On-line version ISSN 2312-878X
Print version ISSN 0256-9507
Missionalia (Online) vol.41 n.1 Pretoria Aug. 2013
Werner D, Esterline D, Kang N Raja J (Eds,) 2010. Handbook of theological education in world Christianity: Theological perspectives, ecumenical trends, regional surveys. Pietermaritzburg: Cluster. xxix + 759 pages. ISBN 978 1 875053 87 2. Price ZAR
This monumental book is perhaps one of the least known but most important works emanating from the preparations for the Edinburgh 2010 world missionary conference. It's inspiration took only two years to materialise making it a work of substantial commitment. It is probably the most comprehensive exercise in gathering material on theological education on global perspective with a focus on the major themes at issue, contextual regional surveys and denominational perspectives ever undertaken within a positive ecumenical climate. Three markers define the approach adopted -quality biblical-theological education, authentic contextualisation and creativity. To these can be added various perspectives which mark recent developments in this field - interfaith dialogue, those with disabilities, HIV/AIDS, women, race, power and migration,post-colonial theological education and its relationship to the missio Dei. All of this comes under the umbrella of the framework of the Kingdom of God which is the prime objective of theological education.
The first section is devoted to significant themes including mission, gender, ecumenicity, innovative educational approaches and race, power and migration which reflect the enormity of change that has taken place during the twentieth century and into the twenty first. Not the least of these is the role of spiritual formation in education for the ministry, a very necessary yet much contested theme depending on the denominational perspective promoted. Then there is the of bête noire of theological education - finance. The second part moves to consider regional surveys. This part demonstrates the durability of ministerial formation in situations fraught with social, political economic, cultural, ecumenical and inter-faith issues. Part three picks up the themes of denominational and confessional approaches to theological education and, strangely there are interesting common features throughout.
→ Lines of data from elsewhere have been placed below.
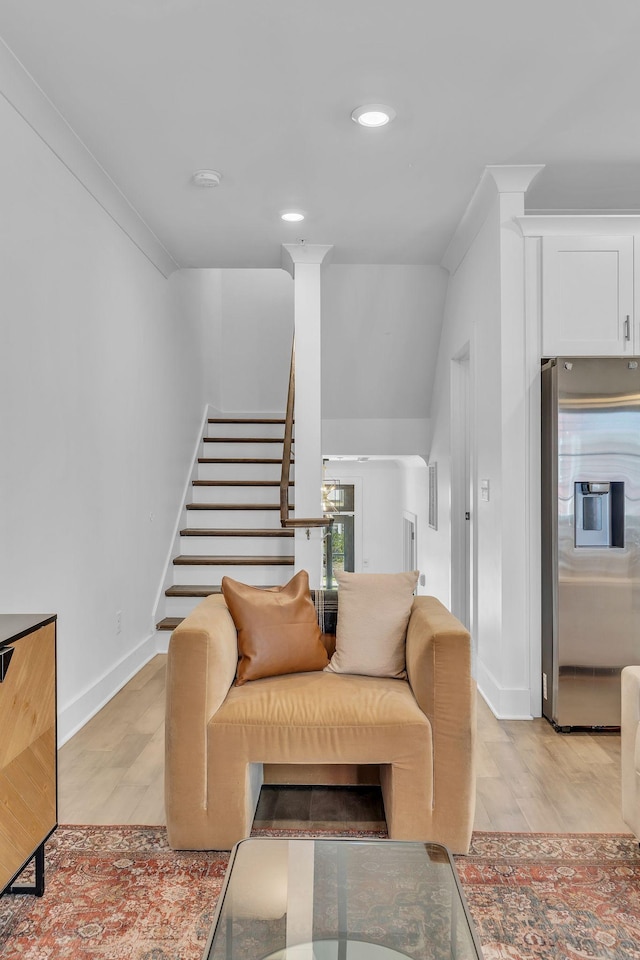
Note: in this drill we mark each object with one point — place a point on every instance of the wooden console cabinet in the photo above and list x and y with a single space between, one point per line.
28 765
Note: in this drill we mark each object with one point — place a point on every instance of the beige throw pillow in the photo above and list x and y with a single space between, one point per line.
373 613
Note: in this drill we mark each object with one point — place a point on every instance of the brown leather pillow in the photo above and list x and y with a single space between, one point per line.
278 629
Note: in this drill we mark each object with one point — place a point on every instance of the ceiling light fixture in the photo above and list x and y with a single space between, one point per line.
373 115
207 178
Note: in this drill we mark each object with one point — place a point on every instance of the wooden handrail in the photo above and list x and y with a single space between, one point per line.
285 521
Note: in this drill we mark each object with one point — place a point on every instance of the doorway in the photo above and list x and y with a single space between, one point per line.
461 491
409 549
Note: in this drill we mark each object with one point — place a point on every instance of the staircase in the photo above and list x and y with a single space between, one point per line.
233 520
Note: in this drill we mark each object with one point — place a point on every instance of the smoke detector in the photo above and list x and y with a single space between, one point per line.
207 178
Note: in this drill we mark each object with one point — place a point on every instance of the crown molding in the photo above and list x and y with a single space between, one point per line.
293 253
21 91
570 225
496 179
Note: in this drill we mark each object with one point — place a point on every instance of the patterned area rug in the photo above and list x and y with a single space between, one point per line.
119 893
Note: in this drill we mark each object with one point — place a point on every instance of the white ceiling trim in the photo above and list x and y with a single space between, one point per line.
25 96
578 225
496 179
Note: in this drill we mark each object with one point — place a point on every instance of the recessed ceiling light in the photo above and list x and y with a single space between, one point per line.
207 178
373 115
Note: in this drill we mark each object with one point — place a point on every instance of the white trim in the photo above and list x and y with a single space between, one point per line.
495 179
89 701
293 253
514 178
533 352
22 92
571 225
174 545
504 703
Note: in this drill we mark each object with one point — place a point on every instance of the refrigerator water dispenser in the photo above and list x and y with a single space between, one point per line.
598 514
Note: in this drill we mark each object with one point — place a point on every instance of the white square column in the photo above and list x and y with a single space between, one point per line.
304 262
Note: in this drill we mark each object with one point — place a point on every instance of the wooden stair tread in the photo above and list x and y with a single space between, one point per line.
200 590
235 506
241 460
244 420
237 532
237 483
202 560
242 439
169 623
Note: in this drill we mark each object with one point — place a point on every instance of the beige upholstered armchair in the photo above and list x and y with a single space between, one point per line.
416 733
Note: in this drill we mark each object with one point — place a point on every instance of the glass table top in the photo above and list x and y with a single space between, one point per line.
339 899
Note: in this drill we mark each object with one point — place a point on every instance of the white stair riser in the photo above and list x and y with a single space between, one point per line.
245 430
241 450
219 519
228 546
239 471
236 494
257 575
180 606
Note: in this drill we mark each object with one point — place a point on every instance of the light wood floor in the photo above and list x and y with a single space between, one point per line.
529 777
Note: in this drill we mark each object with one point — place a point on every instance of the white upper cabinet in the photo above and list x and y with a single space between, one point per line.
587 296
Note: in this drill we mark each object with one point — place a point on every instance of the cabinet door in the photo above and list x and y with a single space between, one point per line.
587 296
27 750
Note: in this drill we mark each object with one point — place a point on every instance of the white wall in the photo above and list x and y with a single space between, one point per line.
415 500
102 394
484 315
257 333
248 316
380 332
384 489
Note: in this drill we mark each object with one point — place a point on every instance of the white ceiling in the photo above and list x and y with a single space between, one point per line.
262 91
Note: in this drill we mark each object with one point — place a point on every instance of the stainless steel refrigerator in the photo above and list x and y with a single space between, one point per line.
590 536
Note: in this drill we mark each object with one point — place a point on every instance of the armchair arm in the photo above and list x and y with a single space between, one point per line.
630 747
438 654
201 666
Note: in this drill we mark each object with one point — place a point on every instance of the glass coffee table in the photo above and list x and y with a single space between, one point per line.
339 899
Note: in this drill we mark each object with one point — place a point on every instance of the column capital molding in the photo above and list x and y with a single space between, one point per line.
497 181
292 253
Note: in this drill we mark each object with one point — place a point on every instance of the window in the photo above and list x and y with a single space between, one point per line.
338 502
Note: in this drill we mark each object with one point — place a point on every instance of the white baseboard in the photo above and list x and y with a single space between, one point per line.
162 638
74 715
504 702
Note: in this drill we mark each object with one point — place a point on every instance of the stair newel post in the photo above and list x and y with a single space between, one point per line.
304 262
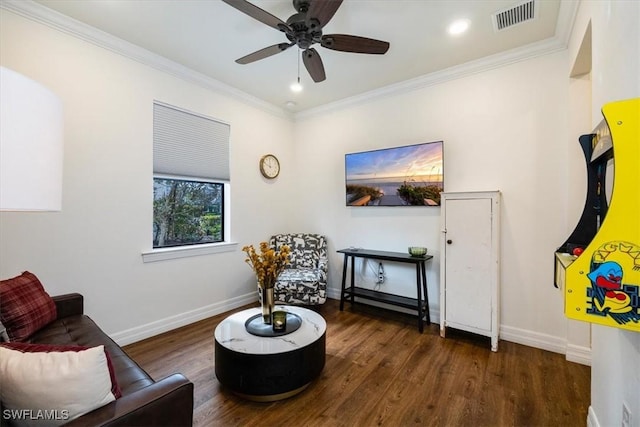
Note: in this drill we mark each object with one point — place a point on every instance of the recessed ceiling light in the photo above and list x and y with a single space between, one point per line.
459 27
296 87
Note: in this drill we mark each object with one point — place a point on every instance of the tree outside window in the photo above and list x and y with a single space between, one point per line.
187 212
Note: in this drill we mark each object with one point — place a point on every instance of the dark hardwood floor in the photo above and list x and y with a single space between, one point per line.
380 371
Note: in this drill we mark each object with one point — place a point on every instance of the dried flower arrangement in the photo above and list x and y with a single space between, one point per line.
268 264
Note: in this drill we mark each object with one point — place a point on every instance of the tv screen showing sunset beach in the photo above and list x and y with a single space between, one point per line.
401 176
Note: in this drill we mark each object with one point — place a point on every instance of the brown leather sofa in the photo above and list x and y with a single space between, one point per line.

It is strange that there is not a greater emphasis on the viability and benefits of distance education. Yet, in addition to Mabuluki (chapter 14), it is good to have Nico Botha's (chapter 8)contribution on recent developments at the University of South Africa (UNISA) which attracts students from the global community. Outcomes based education has received much deserved criticism, although a more balanced critique would also reveal some of its benefits, particularly when aligned with a constructivist approach as Botha promotes.
This book will find a ready market among the target audience of theological educators, theological institutions and associations, church leaders, denominational boards, theologians as well as those who are involved in curriculum development and reflect on the history, diversity, challenges and opportunities provided by the need to prepare candidates for the wide variety of ministries that need to be exercised today.
It is apparent that while traditional approaches to ministerial formation are still prevalent, these have not remained unchallenged and transformed in many contexts. If ever there was an area of church life which demonstrates the ecumenical semper reformanda principle of the church universal it is the dimension of theological education in all its splendid variety. In addition, the low cost of this South African manifestion of the book makes it an extremely attractive purchase. In addition to being an excellent reference book it is provocatively stimulating and gives hope for the future of the church. All who read this can only offer strong support to the intention of the editors: 'May this book contribute to ecumenical networking, mutual solidarity and cross-cultural learning between theological educators around the world as they seek to work for the Kingdom of God and the unity of God's church on earth' (:xxvii).
Reviewer: Prof GA Duncan, Faculty of Theology, University of Pretoria, PRETORIA,0002.